Так всегда бывало после осенних бурь в Лопахине, поражавших меня своей дикостью и первобытной силой: вдруг падал ветер, уходила на юг косая стена дождя, переставали страшно шуметь на Овражках деревья. Куда-то исчезал шалый дух разрушения, бессмысленно гремевший железом на крышах. Осторожно открывались двери, и лопахинцы робко выглядывали в переулки, усеянные обломками водосточных труб, ветками, дранкой, которую ветер неизменно приносил с мельницы – там был станок, на котором делали дранку. Тесьма возвращалась в свои берега, и в городе наступала тишина.

С этим чувством вдруг наступившей тишины я занялась после отъезда Андрея своими институтскими делами. Мне предстоял пятый курс, государственные экзамены. Работа на кафедре, которую поручил мне Николай Васильевич, была едва начата.

Больше я не ходила на съезд, только слышала от Рубакина, что с интересной речью выступил Крамов, который сообщил об организации в Москве Института биохимии микробов. «Вот куда бы попасть», – с восторгом сказал Рубакин. Сотрудники нашей кафедры звали меня на заключительное заседание, но я не пошла, отговорившись болезнью Василия Алексеевича, которому становилось все хуже. Это была правда. Я проводила у Быстровых целые дни и часто оставалась ночевать, чтобы сменить измученную, отчаявшуюся Лену. Впрочем, волнение; растерянность, отчаяние исчезли из этого дома, когда стала совершенно ясна безнадежность положения больного. О том, что было неизбежно, неотвратимо, никто не упоминал ни словом, и только Марию Никандровну я иногда заставала на кухне стоящей у окна и молча глотающей слезы.

В приемной было много народу, и с первого взгляда я поняла, что ждать придется долго – часа два или три. Это не очень испугало меня, потому что я захватила с собой учебники гигиены – нетрудный предмет, который можно отлично изучать и в приемной. Впрочем, вскоре пришлось пожалеть, что я не взяла с собой «ушные и горловые», потому что соседи заметили, что я занимаюсь, и стали говорить шепотом, а когда какой-то парень громко зевнул над самым моим ухом, все укоризненно посмотрели на него, а одна старушка спросила с негодованием: «Дома не выспался?» И парень покраснел до ушей.

Накануне я позвонила Мите, и он таким неопределенно-равнодушным голосом заговорил со мной, что я спросила:

– Вы знаете, кто с вами говорит?

– Да, разумеется.

– Вы были у прокурора?

Он помолчал: по-видимому, старался вспомнить, по какому делу ему нужно было пойти к прокурору.

– Нет еще.

– Дмитрий Дмитриевич, ведь вы же согласились со мной, что нельзя терять ни одного дня.

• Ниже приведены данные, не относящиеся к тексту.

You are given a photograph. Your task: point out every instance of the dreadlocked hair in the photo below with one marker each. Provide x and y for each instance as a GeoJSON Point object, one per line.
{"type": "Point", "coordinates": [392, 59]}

– Да. Но ведь я обещал, что пойду после съезда.

Не было и речи о том, что он пойдет после съезда! И потом, что это за «обещал»?! Можно было подумать, что дело, по которому он собирался говорить с прокурором, касается только меня.

Потом я узнала, что в этот день академик Никольский выступил с большой речью, в которой досталось – в числе прочих – и Мите; таким образом, у него был серьезный повод, чтобы углубиться в собственные дела и заботы. Так или иначе, я решила, что не буду больше звонить ему, тем более что была важная причина, по которой мне хотелось, чтобы прокурор выслушал именно меня, а не Митю. Леша Дмитриев и Лена, с которыми я посоветовалась, тоже сказали, что откладывать нет ни малейшего смысла.

Какой-то человек, пожилой, с крупными чертами лица, в кепке, сдвинутой на затылок, в пальто, наброшенном на плечи, вышел из кабинета, потом вернулся немного погодя, и по тому оживлению, с которым его встретили в приемной, можно было догадаться, что это один из работников прокуратуры. Но мне даже в голову не пришло, что это и есть городской прокурор.

– Прошу садиться, – сказал он, когда я вошла в просторный, строго обставленный кабинет, – слушаю вас.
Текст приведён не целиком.